A mandated industry-wide reduction in mobile call and SMS termination rates forced revenues of Optus and parent SingTel down as much as 9 percent in the last quarter, with the bottom-line impact expected to grow fourfold next year.

From 1 January this year, termination rates for calls dropped from 3.6 cents per minute to 1.7 cents, and from 7.5 cents to 0.03 cents for SMS, in response to a directive from the Australian Competition and Consumer Commission.
The change - which SingTel costed at $183 million for FY16 - forced Optus' operating revenue down 9 percent for its fourth quarter ended March 31 to just over $2 billion, and dragged parent company SingTel's operating revenue down 6 percent to just over $4 billion.
SingTel said it expected the impact of the lowered rates to result in an $800 million hit to Optus' books in the next financial year, forcing mobile service revenue down by a percentage in the low teens.
The termination rates are the fees mobile network operators charge others to land calls and SMS. The ACCC previously only regulated the call rates, but last year decided to step in on SMS termination fees as well after the industry failed to lower abnormally high SMS rates. It similarly ruled call termination rates were above global standards.
However, the impact of the lower fees did not manage to dampen full-year financial results for either organisation, with Optus reporting an almost 7 percent rise in net profit to $931 million and a 4 percent jump in operating revenue for the full-year to $9.1 billion.
SingTel's full-year net profit rose 2 percent to $3.8 billion, where its operating revenue dipped slightly, just over 1 percent, to $16.8 billion.
In the three months to March 31, Optus added 231,000 4G customers to reach 4.68 million users on the network. The telco upgraded 3714 of its 4850 4G sites to 700 MHz spectrum during the quater.
Postpaid handset customers fell by 24,000 in the quarter due to wholesale deactivations after TPG decided to shift its 320,000 mobile users away from Optus and to Vodafone, and it also lost 26,000 mobile broadband customers.

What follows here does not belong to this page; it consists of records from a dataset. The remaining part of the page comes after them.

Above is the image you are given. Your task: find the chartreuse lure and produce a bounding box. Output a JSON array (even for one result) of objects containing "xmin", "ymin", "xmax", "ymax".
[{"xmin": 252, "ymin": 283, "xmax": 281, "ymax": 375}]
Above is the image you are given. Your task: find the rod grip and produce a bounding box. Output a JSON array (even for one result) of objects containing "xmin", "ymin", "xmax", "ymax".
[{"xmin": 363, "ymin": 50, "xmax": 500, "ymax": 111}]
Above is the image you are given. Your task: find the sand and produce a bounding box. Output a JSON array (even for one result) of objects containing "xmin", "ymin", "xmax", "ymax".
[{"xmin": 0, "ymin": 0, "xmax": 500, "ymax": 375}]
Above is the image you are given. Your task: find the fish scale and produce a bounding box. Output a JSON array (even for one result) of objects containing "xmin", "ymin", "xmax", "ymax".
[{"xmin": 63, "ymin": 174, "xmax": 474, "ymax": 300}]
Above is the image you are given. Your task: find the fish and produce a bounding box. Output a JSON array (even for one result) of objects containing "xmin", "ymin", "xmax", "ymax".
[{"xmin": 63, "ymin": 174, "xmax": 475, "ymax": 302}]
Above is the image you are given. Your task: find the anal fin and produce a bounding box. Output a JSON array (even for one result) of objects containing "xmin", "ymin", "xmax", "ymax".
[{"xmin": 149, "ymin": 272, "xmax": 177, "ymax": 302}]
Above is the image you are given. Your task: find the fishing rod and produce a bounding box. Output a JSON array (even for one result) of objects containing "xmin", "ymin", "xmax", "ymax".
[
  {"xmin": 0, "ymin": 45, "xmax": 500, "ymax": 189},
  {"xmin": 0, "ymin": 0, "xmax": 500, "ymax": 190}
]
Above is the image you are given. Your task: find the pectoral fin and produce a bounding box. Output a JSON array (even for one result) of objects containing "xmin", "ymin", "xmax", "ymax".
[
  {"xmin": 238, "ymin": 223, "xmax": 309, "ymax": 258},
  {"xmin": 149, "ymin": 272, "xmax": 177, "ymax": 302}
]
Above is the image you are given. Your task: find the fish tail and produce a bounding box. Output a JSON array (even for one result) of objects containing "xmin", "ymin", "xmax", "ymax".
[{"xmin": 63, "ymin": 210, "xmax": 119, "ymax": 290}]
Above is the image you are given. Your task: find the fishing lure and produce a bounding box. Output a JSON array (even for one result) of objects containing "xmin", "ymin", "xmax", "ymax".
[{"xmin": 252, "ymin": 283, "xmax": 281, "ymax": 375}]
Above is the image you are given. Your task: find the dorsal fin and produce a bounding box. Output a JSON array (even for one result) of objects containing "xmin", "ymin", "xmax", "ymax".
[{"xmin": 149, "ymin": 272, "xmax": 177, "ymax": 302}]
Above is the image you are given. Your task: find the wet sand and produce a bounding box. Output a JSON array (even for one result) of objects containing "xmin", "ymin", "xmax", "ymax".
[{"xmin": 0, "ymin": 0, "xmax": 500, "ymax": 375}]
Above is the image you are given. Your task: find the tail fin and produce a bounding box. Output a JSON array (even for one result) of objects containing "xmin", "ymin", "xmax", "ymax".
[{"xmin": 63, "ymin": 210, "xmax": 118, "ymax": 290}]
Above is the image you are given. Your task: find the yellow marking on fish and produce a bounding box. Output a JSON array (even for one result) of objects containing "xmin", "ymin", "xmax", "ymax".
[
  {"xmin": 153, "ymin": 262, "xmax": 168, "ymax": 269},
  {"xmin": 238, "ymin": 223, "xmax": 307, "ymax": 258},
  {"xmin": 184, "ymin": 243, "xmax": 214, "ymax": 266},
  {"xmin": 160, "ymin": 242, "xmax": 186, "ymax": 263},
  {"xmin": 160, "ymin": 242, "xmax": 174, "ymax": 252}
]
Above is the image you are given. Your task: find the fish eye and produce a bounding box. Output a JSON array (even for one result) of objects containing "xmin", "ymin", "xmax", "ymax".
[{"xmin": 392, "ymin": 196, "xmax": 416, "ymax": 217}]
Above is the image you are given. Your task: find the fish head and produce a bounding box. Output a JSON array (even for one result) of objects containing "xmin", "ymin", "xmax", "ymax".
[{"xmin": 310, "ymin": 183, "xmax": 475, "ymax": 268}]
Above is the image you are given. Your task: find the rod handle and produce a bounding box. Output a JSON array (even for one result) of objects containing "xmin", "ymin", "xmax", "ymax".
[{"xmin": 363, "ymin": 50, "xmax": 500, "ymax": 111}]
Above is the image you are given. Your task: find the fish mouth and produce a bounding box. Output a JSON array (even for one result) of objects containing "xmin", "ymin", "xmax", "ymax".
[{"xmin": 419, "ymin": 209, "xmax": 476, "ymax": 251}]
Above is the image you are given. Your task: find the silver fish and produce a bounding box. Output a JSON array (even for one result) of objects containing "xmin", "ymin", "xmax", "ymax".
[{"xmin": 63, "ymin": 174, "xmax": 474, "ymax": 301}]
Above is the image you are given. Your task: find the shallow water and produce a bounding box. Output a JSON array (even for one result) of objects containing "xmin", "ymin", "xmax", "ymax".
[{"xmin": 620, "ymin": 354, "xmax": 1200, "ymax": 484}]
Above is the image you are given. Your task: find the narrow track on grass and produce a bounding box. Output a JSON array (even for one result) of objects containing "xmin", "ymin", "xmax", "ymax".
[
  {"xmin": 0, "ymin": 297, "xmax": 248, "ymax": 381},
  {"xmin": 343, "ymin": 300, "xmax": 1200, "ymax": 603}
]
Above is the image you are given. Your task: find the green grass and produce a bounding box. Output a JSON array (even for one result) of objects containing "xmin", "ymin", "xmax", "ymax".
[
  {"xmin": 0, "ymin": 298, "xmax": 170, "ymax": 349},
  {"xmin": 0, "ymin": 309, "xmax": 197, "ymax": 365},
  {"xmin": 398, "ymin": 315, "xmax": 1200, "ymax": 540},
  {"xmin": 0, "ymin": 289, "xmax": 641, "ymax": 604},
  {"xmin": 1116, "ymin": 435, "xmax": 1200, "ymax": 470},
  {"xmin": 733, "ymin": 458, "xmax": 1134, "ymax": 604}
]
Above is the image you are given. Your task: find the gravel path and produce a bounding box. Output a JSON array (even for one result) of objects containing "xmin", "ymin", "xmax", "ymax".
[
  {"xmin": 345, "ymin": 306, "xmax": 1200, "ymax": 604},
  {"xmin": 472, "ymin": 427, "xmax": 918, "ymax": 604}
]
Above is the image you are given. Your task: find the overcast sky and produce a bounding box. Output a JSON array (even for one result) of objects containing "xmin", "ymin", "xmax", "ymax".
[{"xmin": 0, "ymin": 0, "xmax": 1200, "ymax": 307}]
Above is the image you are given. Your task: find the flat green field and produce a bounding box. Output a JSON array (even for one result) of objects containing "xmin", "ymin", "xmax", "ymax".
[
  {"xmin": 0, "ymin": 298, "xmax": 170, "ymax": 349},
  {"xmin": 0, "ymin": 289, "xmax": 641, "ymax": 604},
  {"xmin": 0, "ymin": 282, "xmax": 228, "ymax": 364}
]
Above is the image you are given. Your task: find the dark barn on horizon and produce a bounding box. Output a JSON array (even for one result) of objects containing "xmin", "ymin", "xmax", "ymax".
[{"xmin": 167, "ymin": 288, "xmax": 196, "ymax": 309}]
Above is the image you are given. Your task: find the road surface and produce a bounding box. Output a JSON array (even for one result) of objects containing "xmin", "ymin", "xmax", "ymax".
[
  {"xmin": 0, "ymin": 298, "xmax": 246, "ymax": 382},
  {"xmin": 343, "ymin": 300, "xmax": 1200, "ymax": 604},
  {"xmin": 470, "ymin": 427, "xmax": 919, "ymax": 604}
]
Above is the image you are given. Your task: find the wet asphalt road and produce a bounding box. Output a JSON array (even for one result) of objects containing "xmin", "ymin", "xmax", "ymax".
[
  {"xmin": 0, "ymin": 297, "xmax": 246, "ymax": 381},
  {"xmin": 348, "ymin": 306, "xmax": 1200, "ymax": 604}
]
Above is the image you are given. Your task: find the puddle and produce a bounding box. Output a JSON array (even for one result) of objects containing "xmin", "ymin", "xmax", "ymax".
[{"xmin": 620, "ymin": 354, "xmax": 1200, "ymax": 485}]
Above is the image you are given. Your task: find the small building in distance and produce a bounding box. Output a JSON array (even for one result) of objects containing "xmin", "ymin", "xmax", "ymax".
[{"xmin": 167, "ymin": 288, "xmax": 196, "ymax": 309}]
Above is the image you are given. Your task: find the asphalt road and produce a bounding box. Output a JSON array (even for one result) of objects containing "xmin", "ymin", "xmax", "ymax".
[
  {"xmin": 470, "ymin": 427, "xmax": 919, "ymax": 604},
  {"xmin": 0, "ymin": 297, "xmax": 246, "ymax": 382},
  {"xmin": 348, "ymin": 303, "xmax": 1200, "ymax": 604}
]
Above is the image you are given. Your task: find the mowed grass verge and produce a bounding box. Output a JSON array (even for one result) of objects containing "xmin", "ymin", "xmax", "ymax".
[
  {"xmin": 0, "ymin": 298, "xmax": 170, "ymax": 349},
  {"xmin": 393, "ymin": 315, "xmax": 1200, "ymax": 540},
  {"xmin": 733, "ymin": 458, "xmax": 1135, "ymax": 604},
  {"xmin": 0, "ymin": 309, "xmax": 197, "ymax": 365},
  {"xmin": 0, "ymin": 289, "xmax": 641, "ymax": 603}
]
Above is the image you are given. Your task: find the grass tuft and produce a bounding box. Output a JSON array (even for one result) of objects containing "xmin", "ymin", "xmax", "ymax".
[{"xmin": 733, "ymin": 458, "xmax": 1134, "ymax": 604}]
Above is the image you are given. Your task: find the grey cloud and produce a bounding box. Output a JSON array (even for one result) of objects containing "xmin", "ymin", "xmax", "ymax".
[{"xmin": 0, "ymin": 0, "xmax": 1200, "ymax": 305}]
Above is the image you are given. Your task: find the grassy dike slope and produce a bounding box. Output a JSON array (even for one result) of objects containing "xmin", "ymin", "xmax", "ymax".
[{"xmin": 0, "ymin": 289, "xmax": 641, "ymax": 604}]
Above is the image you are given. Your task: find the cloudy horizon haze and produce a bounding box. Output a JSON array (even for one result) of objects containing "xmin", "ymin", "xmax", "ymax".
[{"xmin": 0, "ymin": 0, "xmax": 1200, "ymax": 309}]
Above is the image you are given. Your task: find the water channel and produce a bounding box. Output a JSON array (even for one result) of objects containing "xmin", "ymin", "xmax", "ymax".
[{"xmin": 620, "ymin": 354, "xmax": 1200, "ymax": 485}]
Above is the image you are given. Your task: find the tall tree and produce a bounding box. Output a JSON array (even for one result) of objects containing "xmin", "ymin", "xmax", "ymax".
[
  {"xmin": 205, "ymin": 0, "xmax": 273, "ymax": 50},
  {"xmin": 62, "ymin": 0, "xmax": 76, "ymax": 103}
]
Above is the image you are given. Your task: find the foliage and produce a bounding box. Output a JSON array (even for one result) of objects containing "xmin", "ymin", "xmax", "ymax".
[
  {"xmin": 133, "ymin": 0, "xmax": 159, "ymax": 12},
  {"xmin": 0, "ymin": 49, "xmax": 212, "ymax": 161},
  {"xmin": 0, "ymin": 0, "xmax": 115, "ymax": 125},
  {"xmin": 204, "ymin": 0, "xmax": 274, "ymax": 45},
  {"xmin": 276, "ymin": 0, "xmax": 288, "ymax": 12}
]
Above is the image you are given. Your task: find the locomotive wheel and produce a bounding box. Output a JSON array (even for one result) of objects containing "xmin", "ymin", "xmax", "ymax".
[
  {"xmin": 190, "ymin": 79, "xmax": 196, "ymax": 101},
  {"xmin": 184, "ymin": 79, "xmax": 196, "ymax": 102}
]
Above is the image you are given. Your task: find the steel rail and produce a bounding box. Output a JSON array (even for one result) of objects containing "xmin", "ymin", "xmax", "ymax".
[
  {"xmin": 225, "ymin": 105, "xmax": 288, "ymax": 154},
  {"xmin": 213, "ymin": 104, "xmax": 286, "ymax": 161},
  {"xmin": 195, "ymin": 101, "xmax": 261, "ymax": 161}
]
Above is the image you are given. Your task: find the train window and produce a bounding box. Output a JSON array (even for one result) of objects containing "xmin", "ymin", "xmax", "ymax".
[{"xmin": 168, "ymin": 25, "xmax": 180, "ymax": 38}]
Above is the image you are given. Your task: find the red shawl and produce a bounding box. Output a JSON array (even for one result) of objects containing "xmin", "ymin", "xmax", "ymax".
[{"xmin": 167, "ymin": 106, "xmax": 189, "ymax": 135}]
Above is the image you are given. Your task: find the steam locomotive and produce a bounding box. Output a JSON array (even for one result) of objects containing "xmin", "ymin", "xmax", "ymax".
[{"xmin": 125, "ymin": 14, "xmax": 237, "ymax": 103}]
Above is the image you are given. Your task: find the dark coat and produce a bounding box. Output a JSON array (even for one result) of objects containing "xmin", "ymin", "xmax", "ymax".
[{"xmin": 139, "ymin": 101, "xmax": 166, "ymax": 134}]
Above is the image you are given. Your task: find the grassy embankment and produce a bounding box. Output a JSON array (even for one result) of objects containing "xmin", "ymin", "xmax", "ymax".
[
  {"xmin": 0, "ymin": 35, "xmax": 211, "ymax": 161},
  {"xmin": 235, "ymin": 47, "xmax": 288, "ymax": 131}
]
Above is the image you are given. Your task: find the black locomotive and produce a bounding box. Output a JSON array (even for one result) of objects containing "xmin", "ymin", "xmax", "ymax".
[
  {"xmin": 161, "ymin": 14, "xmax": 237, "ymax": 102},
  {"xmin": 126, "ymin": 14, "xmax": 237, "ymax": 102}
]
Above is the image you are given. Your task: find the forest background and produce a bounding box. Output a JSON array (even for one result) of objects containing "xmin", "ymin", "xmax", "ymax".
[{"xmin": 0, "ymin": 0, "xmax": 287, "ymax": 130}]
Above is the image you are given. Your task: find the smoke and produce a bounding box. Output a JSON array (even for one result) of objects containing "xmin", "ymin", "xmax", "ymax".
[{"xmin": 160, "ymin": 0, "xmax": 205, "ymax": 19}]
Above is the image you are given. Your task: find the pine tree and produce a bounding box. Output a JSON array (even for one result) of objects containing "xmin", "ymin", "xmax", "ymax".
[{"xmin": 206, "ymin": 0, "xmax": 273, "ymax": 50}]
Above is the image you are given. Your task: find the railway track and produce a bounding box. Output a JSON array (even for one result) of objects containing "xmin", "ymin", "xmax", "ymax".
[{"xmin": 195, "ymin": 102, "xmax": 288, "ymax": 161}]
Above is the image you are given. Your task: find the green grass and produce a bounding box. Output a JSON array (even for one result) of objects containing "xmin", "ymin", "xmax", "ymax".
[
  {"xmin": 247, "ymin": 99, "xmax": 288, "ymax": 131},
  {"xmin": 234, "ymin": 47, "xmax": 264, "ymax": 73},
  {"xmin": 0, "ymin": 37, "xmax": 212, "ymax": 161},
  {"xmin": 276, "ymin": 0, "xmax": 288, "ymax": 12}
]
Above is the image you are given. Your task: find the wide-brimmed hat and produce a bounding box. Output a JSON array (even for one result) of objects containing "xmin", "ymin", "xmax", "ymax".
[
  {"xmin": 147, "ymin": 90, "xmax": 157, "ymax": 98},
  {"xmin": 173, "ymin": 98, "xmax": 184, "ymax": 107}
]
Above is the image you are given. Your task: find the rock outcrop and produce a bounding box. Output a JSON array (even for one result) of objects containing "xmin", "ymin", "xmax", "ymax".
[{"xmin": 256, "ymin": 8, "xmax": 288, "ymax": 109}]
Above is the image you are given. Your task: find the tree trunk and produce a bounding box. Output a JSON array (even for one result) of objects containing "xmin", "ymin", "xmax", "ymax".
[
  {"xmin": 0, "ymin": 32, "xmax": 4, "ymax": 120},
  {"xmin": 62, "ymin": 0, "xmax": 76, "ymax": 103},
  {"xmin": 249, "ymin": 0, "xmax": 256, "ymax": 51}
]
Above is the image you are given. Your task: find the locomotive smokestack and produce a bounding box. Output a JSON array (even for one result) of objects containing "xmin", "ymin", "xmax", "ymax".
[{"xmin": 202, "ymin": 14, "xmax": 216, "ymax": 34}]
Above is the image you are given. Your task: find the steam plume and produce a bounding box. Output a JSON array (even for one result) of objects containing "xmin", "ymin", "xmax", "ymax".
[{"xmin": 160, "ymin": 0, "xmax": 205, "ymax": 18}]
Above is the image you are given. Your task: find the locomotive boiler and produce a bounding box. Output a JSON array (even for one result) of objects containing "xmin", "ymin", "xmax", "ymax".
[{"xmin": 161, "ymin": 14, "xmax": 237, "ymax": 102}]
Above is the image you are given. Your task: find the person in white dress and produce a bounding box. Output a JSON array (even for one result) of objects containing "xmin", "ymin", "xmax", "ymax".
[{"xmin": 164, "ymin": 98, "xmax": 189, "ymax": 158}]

The telco did however, add an extra 22,000 prepaid handset users. However postpaid handset customers are by far the most lucrative for the telco, with average revenue per user of $50 compared to $21 for prepaid customers.
For its fixed network, Optus added 25,000 NBN customers in the last quarter, and an extra 16,000 resale DSL customers. Average revenue per broadband user remained stable at $53.
SingTel said it expected to inject $1.8 billion into Optus out of its $2.8 billion capital expenditure budget over financial year 2017 - in line with what it spent last year - to continue its investment into improving the telco's mobile network.